C’est en fait l’objet de plusieurs des brefs essais de ce petit recueil – qui, au fil des approches, tendent à se complexifier quelque peu, notamment en passant la vertu d’imagination (puisque c’est bien d’une vertu qu’il s’agit, quoi qu’en disent pasteurs et traders) au crible des mythes et des archétypes, et en faisant notamment appel à la psychologie jungienne (en notant au passage que reprendre des archétypes, pour l’auteure, n’a rien de déshonorant – en fait, elle même s’admet plagiaire à certains égards, évoquant notamment la très belle nouvelle « Le Collier de Semlé », qui fournira le point de départ du premier roman de « l’Ekumen », Le Monde de Rocannon ; reste bien sûr à voir ce qu’on en fait...).

 

Revenir au contes peut alors s’avérer pertinent – quitte à se livrer à une lecture allégorique, que l’auteure pourtant dit ne guère priser, voire détester (un point essentiel qui la rapproche de Tolkien, si souvent cité et loué dans ses pages – on appréciera tout particulièrement les développements portant sur la « morale » du Seigneur des Anneaux, qu’elle veut bien considérer « simple », ce qui est une qualité, mais certainement pas « simpliste » ; cela vaut tout particulièrement pour une question qui reviendra en fin de volume, celle portant sur les personnages – avec une défense enthousiaste de Frodon/Sam/Gollum/Sméagol, qui là encore revient à plusieurs reprises).

 

Ici, c’est un conte d’Andersen qui fournit la substance des développements : dans « L’Enfant et l’Ombre », l’imagination est plus que jamais louée, mais en prenant en compte ce qu’elle peut avoir de pernicieux, éventuellement – ou subversif, et les connotations sont différentes ; c’est en cela, à l’en croire, que l’imagination est un « langage de la nuit » : elle émane de la part d’ombre de tout un chacun, mais il faut prendre en compte, justement, que cette ombre est indissociable de « l’homme » ; vouloir s’en distancier, pour quelque raison que ce soit, s’avère vite périlleux… autant qu’absurde. Mais l’Ombre, à condition de bien s’y prendre, et suffisamment tôt sans doute, peut être « disciplinée » ; dès lors génératrice de merveilles, elle n’a plus rien d’un « mauvais penchant » à réprimer au nom de quelque précepte puritain bêtement répété au fil des siècles, mais révèle l’homme pour ce qu’il est et pour ce qu’il a de plus noble – et, à sa manière, permet peut-être d’accéder à une « véracité de second niveau », disons : quand l’imaginaire est vrai, nous dit-elle, il n’y a rien de plus vrai.

 

LES PIÈGES DES GENRES

 

Mais, pour cela, sans doute, l’auteur d’imaginaire doit se pencher sur sa table de travail, questionner son art, et en dégager, à la lecture (car un auteur est d’abord un lecteur) comme à l’écriture, des outils éventuels. Littérature d’idées contre littérature d’images ? Le fond contre la forme ? Distinctions nulles et non avenues pour l’auteure. Ce n’est pas parce que la science-fiction et la fantasy sont singularisées en tant que genres dans la grande famille de la littérature qu’elles peuvent pour autant faire l’impasse sur des « nécessités » de la belle ouvrage littéraire. En fait, à tout prendre, ces genres doivent peut-être même y accorder une attention toute particulière – tant les pièges sont nombreux qui les menacent, et éventuellement aussi dans l’optique de cette « véracité » d’essence supérieure…

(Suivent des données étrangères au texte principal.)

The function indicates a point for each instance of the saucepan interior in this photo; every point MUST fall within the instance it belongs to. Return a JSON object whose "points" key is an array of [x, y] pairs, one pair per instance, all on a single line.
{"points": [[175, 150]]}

DISTANCIATION ET ARCHAÏSME DANS LES DIALOGUES DE FANTASY

 

Ainsi du style, tout particulièrement en fantasy – thème central de l’article « Du Pays des Elfes à Poughkeepsie », qui s’en tient cependant à un aspect précis du style, pas forcément celui auquel on pense en priorité en la matière : les dialogues.

 

Car les pièges sont alors très nombreux... L’essentiel consiste cependant en un juste milieu, idéal certes pas facile à atteindre, faisant la part entre la « distanciation » propre au genre (si ce dialogue aurait pu avoir lieu à Poughkeepsie plutôt qu’au Pays des Elfes, il y a un problème) et les outils permettant de la mettre en œuvre, avec notamment l’écueil d’un « archaïsme » sonnant faux, que ce soit du fait de l’emploi abusif d’un vocabulaire connoté (on ne dit pas « armée » mais « ost », etc., et attentions aux abus de l’ichor...) ou en jouant sans compétence, en langue anglaise, de malencontreux « thee » ou « thou », et des subtilités de conjugaison qui vont avec, si rarement maîtrisées par les écrivaillons du registre, au point où elles débouchent régulièrement sur le ridicule

 

Passage très amusant, où l’auteure ne s’épargne pas elle-même, d’ailleurs, tout en faisant part de ses admirations, parmi lesquelles on retrouve Dunsany, et sa langue unique, puisant à la King James Bible, mais si difficile à reproduire, ou à nouveau Tolkien – dont, là encore, elle loue la simplicité, comme très grande vertu d’un grand écrivain.

 

DES PERSONNAGES QUI DOIVENT EXISTER

 

L’article intitulé « Madame Brown et la science-fiction », le plus long (relativement) du recueil, se penche sur un autre aspect de l’écriture de science-fiction et de fantasy, non moins important… mais peut-être tout aussi négligé : les personnages.

 

Empruntant à un essai de Virginia Woolf prenant pour base la description d’une inconnue (« Madame Brown ») à peine croisée dans un train, Ursula K. Le Guin s’interroge sur ce qui fait de bons personnages, et le rapport que lecteurs et auteurs peuvent entretenir avec eux – mais, tout autant, sur leur place dans le processus d’écriture.

 

Ici, de même qu’en quelques autres occasions dans ce recueil (mais discrètes – car Le Guin ne veut donc guère parler d’elle), l’auteure, explorant sa « méthode », se livre sans doute à une forme d’autocritique ; mais on en retiendra tout autant sinon plus la place essentielle accordée par l’auteure à ses personnages, dans plusieurs œuvres essentielles : ici, elle s’attarde notamment sur le cas de Shevek, le physicien génial au cœur des Dépossédés (mais initialement malmené dans une nouvelle dont elle dit pis que pendre...) – et ce qu’elle en dit entre sans doute en résonance avec un passage antérieur, dans « Les Rêves doivent pouvoir s’expliquer tout seul », portant notamment sur le personnage de Ged, dans Le Sorcier de Terremer.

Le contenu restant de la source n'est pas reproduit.